Stop overreacting: The Big 12 Conference isn’t in trouble – yet

Originally published on DieHards.


No college athletics conference does hysteria quite like the Big 12.


The league has existed in its current form since 2012, when TCU and West Virginia replaced Colorado, Nebraska, Texas A&M and Missouri. But in five years, the conference has freaked out more than everyone else combined.


Two years after those moves, in the midst of the first College Football Playoff, the system shut out Baylor and TCU. In a four-team playoff, one of the Power 5 conferences gets left out. That’s basic math. Largely based off this fluke — and with the Nos. 5 and 6 teams nationally it was a fluke — the Big 12 opened the floor to solutions.


First, it was seemingly endless talk of expansion. The league wasted the time of UConn, Cincinnati, Memphis and whole host of other schools before ultimately deciding not to expand. Then weeks later, the league decided it shouldn’t totally close the door.


Then it was adding a Big 12 title game. Granted, a 13th data point has some value when it comes to choosing playoff teams. The implementation made the league’s road significantly harder.

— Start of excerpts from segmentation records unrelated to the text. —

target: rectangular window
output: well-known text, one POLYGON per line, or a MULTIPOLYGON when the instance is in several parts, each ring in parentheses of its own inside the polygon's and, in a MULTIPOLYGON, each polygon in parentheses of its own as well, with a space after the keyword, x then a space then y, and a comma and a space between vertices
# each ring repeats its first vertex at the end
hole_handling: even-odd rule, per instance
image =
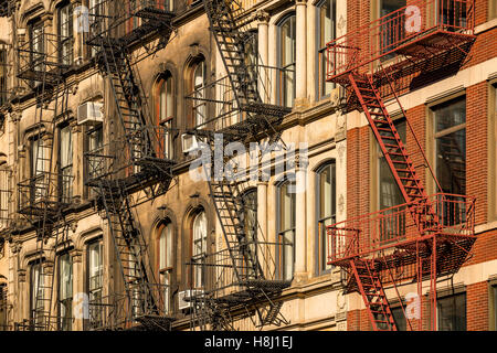
POLYGON ((318 274, 331 269, 328 265, 328 236, 327 226, 336 223, 336 164, 326 164, 317 172, 318 178, 318 274))
POLYGON ((73 6, 67 3, 59 8, 59 61, 62 64, 73 64, 73 6))
POLYGON ((433 108, 436 178, 444 193, 466 194, 466 98, 433 108))
POLYGON ((0 285, 0 331, 7 330, 7 287, 0 285))
POLYGON ((42 264, 33 264, 30 274, 30 319, 36 328, 43 322, 44 314, 44 293, 43 293, 43 267, 42 264))
POLYGON ((70 254, 59 257, 59 329, 73 328, 73 264, 70 254))
POLYGON ((466 331, 466 293, 436 300, 438 331, 466 331))
MULTIPOLYGON (((401 141, 405 146, 405 136, 406 136, 406 121, 405 119, 396 119, 394 121, 394 126, 401 141)), ((382 132, 380 132, 382 133, 382 132)), ((379 210, 388 210, 390 207, 394 207, 398 205, 402 205, 405 203, 404 197, 400 191, 400 188, 393 178, 392 171, 384 158, 383 153, 378 148, 378 180, 379 180, 379 210)), ((395 159, 395 157, 392 157, 395 159)), ((399 208, 384 211, 383 214, 387 216, 381 222, 380 227, 380 240, 388 242, 390 239, 398 238, 405 234, 405 215, 402 212, 399 212, 399 208)))
POLYGON ((31 24, 30 26, 30 45, 31 45, 31 65, 34 71, 43 71, 43 61, 44 61, 44 29, 43 23, 36 22, 31 24))
MULTIPOLYGON (((380 0, 380 18, 382 18, 382 28, 380 29, 381 40, 381 53, 388 53, 395 49, 398 43, 404 35, 404 18, 399 17, 398 11, 406 6, 405 0, 380 0)), ((393 57, 393 54, 385 56, 387 58, 393 57)))
POLYGON ((0 106, 7 103, 7 51, 0 44, 0 106))
POLYGON ((63 203, 71 203, 73 196, 73 138, 71 126, 60 129, 60 179, 61 197, 63 203))
MULTIPOLYGON (((85 158, 86 179, 93 180, 104 173, 105 158, 104 154, 104 128, 98 124, 86 131, 86 151, 92 156, 85 158)), ((88 189, 88 197, 95 196, 95 191, 88 189)))
POLYGON ((290 280, 295 265, 296 183, 279 186, 278 195, 278 277, 290 280))
POLYGON ((318 11, 318 98, 327 97, 331 89, 335 88, 334 83, 326 82, 326 73, 328 69, 328 55, 326 44, 336 38, 336 1, 325 0, 317 8, 318 11))
POLYGON ((93 242, 87 247, 86 281, 89 301, 89 327, 98 329, 103 325, 103 244, 102 240, 93 242))

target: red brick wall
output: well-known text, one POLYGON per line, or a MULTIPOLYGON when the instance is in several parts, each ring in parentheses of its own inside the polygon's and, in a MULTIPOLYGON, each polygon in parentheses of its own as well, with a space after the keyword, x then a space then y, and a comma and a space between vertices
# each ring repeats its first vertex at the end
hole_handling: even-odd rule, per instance
POLYGON ((468 331, 488 330, 488 284, 466 287, 466 318, 468 331))

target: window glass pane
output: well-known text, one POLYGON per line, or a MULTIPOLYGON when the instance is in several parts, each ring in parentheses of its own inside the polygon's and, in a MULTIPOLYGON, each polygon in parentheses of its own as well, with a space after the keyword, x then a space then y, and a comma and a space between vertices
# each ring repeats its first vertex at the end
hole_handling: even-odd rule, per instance
POLYGON ((61 168, 73 164, 73 142, 71 127, 61 129, 61 168))
POLYGON ((436 176, 446 193, 466 193, 466 100, 433 109, 436 132, 436 176), (463 126, 462 126, 463 125, 463 126))
POLYGON ((438 330, 466 331, 466 293, 437 299, 438 330))

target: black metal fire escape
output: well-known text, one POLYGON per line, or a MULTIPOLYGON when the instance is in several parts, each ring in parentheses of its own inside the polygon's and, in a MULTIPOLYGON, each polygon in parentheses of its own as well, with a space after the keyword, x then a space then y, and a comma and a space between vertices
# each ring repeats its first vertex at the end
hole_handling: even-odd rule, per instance
MULTIPOLYGON (((264 103, 261 97, 258 66, 247 64, 254 35, 246 28, 250 18, 241 1, 203 0, 203 4, 232 94, 228 95, 230 101, 223 103, 230 109, 214 114, 215 118, 197 126, 193 133, 208 142, 211 156, 214 156, 215 133, 223 133, 224 143, 247 143, 267 137, 272 145, 281 138, 276 127, 292 109, 264 103), (219 122, 226 116, 235 116, 237 121, 220 128, 219 122)), ((205 95, 194 95, 192 99, 199 96, 205 95)), ((231 161, 224 158, 222 162, 224 165, 231 161)), ((235 321, 244 318, 250 318, 261 329, 287 323, 279 310, 283 302, 277 298, 290 281, 277 278, 275 261, 271 263, 267 256, 275 244, 257 234, 256 220, 252 220, 252 226, 247 225, 248 205, 243 194, 246 178, 241 176, 244 171, 216 171, 212 164, 210 170, 205 167, 205 172, 211 175, 210 194, 225 248, 207 254, 200 264, 191 264, 194 270, 202 268, 213 277, 212 288, 208 286, 190 298, 194 308, 192 329, 235 330, 235 321)))
MULTIPOLYGON (((150 265, 133 194, 145 191, 151 200, 167 192, 175 162, 163 151, 167 131, 151 121, 133 50, 157 35, 160 43, 167 43, 175 14, 162 1, 107 0, 89 9, 89 17, 87 43, 95 49, 97 65, 108 78, 123 136, 103 152, 86 153, 91 169, 86 184, 96 191, 98 207, 105 210, 123 277, 125 302, 110 300, 109 304, 124 304, 125 314, 114 318, 113 328, 169 330, 173 318, 165 312, 165 291, 150 265)), ((160 47, 163 45, 155 52, 160 47)), ((104 324, 101 329, 109 328, 104 324)))

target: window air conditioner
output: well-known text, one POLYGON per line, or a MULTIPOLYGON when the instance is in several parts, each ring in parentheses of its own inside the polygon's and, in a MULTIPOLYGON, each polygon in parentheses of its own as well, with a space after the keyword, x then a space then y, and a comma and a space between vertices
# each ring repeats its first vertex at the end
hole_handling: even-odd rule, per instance
POLYGON ((179 310, 184 310, 193 307, 193 301, 191 300, 194 296, 203 295, 201 289, 188 289, 180 291, 178 295, 178 308, 179 310))
POLYGON ((189 153, 199 149, 197 138, 190 133, 181 135, 181 145, 183 148, 183 153, 189 153))
POLYGON ((96 125, 104 121, 102 103, 87 101, 77 107, 77 125, 96 125))

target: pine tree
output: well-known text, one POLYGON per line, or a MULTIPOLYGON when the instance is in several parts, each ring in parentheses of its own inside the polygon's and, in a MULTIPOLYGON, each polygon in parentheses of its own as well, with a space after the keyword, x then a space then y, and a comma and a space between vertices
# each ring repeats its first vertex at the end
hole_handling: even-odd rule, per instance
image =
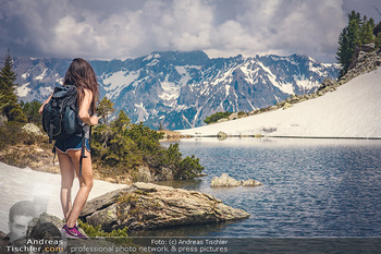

The league already plays a grueling nine-game, round-robin schedule. With the new “Baylor rule” forcing teams to play a Power 5 nonconference game, every schedule already possesses 10 difficult games going forward.


This system forces an 11th Power 5 game. If a team gets through the stretch relatively unscathed, it will prove itself national caliber. Most won’t. It’s too hard.

It feels inevitable that the inaugural Big 12 title game will end with the No. 2 team upsetting a likely playoff team and keeping the conference out of the playoff. And then, the Big 12 will overreact again.


Keep in mind, all of this is within five years of the Big 12 landscape shifting dramatically. We still have yet to see what TCU and West Virginia can accomplish with a full arsenal of Big 12 resources. Both schools received full payouts for the first time in 2016 — barely a year ago.


Come on, Big 12. Can’t we even get a honeymoon period?


Misguided frustration


The problem isn’t the system. Teams just haven’t been national caliber consistently enough. No amount of shuffling administrative rules will change that.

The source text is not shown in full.